Quanto vale la Sindone?

Articolo pubblicato il 23 giugno 2015
Articolo pubblicato il 23 giugno 2015

Rileggiamo la storia della Sindone, del suo significato storico e del suo valore. Iniziamo questo viaggio con gli occhi di un personaggio di fantasia, Ignazio da Toledo, un mercante mozarabo, che lo scrittore Marcello Simoni fa vivere nello stesso periodo storico in cui il sacro sudario appare in Europa, per arrivare ai giorni nostri. 
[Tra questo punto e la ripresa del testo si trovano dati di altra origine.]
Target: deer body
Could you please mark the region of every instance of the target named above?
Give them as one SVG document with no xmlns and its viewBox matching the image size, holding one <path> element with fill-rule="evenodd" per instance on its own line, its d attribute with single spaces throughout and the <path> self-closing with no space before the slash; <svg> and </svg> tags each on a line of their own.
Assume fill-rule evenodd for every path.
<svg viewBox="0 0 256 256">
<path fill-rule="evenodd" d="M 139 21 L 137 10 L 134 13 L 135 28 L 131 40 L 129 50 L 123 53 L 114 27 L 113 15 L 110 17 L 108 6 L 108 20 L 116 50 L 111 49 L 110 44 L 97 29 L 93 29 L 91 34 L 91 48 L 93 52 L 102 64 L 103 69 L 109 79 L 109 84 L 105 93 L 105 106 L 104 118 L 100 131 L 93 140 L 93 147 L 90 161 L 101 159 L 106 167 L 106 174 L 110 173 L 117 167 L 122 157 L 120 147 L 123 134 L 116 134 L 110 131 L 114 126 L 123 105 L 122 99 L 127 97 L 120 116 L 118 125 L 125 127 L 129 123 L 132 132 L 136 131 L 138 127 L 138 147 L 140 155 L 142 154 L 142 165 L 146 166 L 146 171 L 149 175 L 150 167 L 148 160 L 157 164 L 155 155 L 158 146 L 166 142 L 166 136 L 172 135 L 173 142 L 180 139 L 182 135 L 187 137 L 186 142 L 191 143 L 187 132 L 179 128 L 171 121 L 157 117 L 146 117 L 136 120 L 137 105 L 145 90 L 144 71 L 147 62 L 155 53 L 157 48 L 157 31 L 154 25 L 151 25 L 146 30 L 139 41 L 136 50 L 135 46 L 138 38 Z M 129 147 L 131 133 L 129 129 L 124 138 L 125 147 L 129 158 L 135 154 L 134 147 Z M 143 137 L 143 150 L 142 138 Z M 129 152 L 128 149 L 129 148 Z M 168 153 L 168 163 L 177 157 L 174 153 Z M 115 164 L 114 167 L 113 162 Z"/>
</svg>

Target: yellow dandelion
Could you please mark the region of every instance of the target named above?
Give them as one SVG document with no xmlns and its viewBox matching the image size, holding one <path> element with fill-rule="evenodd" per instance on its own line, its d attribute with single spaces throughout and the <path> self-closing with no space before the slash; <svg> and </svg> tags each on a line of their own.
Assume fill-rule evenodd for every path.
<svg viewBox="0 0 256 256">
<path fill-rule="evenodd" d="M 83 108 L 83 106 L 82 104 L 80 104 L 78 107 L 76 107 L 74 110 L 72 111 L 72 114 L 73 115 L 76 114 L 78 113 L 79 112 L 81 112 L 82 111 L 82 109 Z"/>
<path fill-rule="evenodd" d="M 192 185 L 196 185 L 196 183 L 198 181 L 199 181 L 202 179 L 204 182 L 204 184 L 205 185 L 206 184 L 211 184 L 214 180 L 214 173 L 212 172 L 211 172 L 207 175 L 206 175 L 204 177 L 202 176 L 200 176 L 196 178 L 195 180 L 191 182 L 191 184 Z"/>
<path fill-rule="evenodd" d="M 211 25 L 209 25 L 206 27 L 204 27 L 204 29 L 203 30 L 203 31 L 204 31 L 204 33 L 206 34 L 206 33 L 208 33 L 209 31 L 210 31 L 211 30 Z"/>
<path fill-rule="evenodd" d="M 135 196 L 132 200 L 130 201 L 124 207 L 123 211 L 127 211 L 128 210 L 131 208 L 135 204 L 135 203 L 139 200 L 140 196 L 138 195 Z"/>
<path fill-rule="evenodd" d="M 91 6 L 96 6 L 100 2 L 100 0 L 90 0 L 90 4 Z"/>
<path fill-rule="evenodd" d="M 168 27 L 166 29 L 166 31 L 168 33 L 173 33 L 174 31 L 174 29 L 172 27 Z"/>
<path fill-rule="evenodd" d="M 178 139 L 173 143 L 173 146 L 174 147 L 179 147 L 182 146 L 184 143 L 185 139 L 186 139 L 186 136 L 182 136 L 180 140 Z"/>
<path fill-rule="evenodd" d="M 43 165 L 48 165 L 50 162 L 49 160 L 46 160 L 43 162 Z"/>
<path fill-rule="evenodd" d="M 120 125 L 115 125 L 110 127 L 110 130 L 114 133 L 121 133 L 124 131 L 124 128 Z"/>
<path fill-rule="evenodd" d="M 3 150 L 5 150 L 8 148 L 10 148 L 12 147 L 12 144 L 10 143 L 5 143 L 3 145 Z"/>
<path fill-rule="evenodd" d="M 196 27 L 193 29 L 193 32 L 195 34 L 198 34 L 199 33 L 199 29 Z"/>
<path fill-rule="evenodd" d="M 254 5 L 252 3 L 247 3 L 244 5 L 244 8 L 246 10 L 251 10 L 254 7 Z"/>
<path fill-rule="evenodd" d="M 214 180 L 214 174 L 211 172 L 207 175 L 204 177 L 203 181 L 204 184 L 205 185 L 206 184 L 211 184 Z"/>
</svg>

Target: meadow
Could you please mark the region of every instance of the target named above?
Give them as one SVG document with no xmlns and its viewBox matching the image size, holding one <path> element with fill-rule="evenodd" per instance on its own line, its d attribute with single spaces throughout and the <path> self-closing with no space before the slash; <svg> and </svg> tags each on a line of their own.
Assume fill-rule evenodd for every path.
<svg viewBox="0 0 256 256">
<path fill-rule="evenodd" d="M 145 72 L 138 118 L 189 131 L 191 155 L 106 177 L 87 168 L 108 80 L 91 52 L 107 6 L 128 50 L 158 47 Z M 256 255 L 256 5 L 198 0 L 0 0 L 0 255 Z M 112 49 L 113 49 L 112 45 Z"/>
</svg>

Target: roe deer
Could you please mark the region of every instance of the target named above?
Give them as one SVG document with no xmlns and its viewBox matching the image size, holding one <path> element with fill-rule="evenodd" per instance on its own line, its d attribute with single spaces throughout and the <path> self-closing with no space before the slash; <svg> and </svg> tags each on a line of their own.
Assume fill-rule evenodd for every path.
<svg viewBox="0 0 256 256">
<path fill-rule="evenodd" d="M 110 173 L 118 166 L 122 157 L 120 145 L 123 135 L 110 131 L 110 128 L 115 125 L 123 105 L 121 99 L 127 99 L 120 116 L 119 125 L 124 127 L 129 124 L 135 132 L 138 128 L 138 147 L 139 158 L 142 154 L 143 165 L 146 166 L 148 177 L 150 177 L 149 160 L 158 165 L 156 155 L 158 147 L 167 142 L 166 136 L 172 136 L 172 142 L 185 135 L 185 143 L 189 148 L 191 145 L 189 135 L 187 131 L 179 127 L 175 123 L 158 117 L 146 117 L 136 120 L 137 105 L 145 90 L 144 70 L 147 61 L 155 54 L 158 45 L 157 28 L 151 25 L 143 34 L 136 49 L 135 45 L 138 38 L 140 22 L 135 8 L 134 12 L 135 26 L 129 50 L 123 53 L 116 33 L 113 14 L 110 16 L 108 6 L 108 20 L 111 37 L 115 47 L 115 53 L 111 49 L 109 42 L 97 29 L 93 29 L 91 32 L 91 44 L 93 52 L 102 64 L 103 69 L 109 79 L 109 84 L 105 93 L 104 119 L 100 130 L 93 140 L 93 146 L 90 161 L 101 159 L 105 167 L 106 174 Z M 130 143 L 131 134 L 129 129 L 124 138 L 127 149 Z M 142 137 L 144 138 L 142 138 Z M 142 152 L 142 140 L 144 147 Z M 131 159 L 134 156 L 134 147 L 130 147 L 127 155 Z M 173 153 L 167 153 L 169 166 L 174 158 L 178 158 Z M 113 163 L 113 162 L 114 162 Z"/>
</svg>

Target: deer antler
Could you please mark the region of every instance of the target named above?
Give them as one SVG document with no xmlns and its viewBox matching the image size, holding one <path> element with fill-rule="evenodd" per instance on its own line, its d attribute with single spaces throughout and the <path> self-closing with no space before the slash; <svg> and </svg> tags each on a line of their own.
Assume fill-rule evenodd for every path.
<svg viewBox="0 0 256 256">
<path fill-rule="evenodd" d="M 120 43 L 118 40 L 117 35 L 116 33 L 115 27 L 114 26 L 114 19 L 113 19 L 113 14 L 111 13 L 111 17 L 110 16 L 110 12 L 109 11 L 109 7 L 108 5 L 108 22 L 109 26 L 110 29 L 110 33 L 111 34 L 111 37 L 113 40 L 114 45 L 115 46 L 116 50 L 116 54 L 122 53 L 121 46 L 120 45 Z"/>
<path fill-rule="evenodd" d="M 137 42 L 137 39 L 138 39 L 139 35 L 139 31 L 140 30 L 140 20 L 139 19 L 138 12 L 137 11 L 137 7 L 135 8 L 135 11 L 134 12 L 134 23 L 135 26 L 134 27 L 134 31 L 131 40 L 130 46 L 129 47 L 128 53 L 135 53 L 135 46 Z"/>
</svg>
Annus Domini 1353. Il cavaliere Goffredo di Charny gode dei primi tepori di una fresca estate e ammira la sua opera magna, la chiesa cittadina di Lirey. Per concludere la costruzione dell’edificio di culto aveva però bisogno di trovare qualcosa di unico. Una reliquia che facesse accorrere pellegrini da tutto il mondo conosciuto era infatti fondamentale per riuscire a ripagare i debiti che la sua famiglia aveva contratto per poter ultimare la chiesa di Lirey. Il segretario di Goffredo parlava chiaro: solamente un pezzo pregiato avrebbe potuto salvarlo da una bancarotta prossima. Per questo motivo aveva deciso di affidarsi ad Ignazio da Toledo che, dopo aver risolto l’enigma della biblioteca perduta dell’alchimista, si era diretto in Terra santa sulle tracce del sacro sudario. Durante l’ostensione del 1355 un fiume di pellegrini si dirige a Lirey e i doni ricevuti riempiono le segrete della città, causando malumori nei confronti di un tal Pietro d'Arcis, il tetto della cui chiesa crollò nel 1389 su forzieri ormai vuoti. Il flusso di denaro dei pellegrini non era più diretto a Troyes ma a Lirey, dove c'era l'ostensione della Sindone.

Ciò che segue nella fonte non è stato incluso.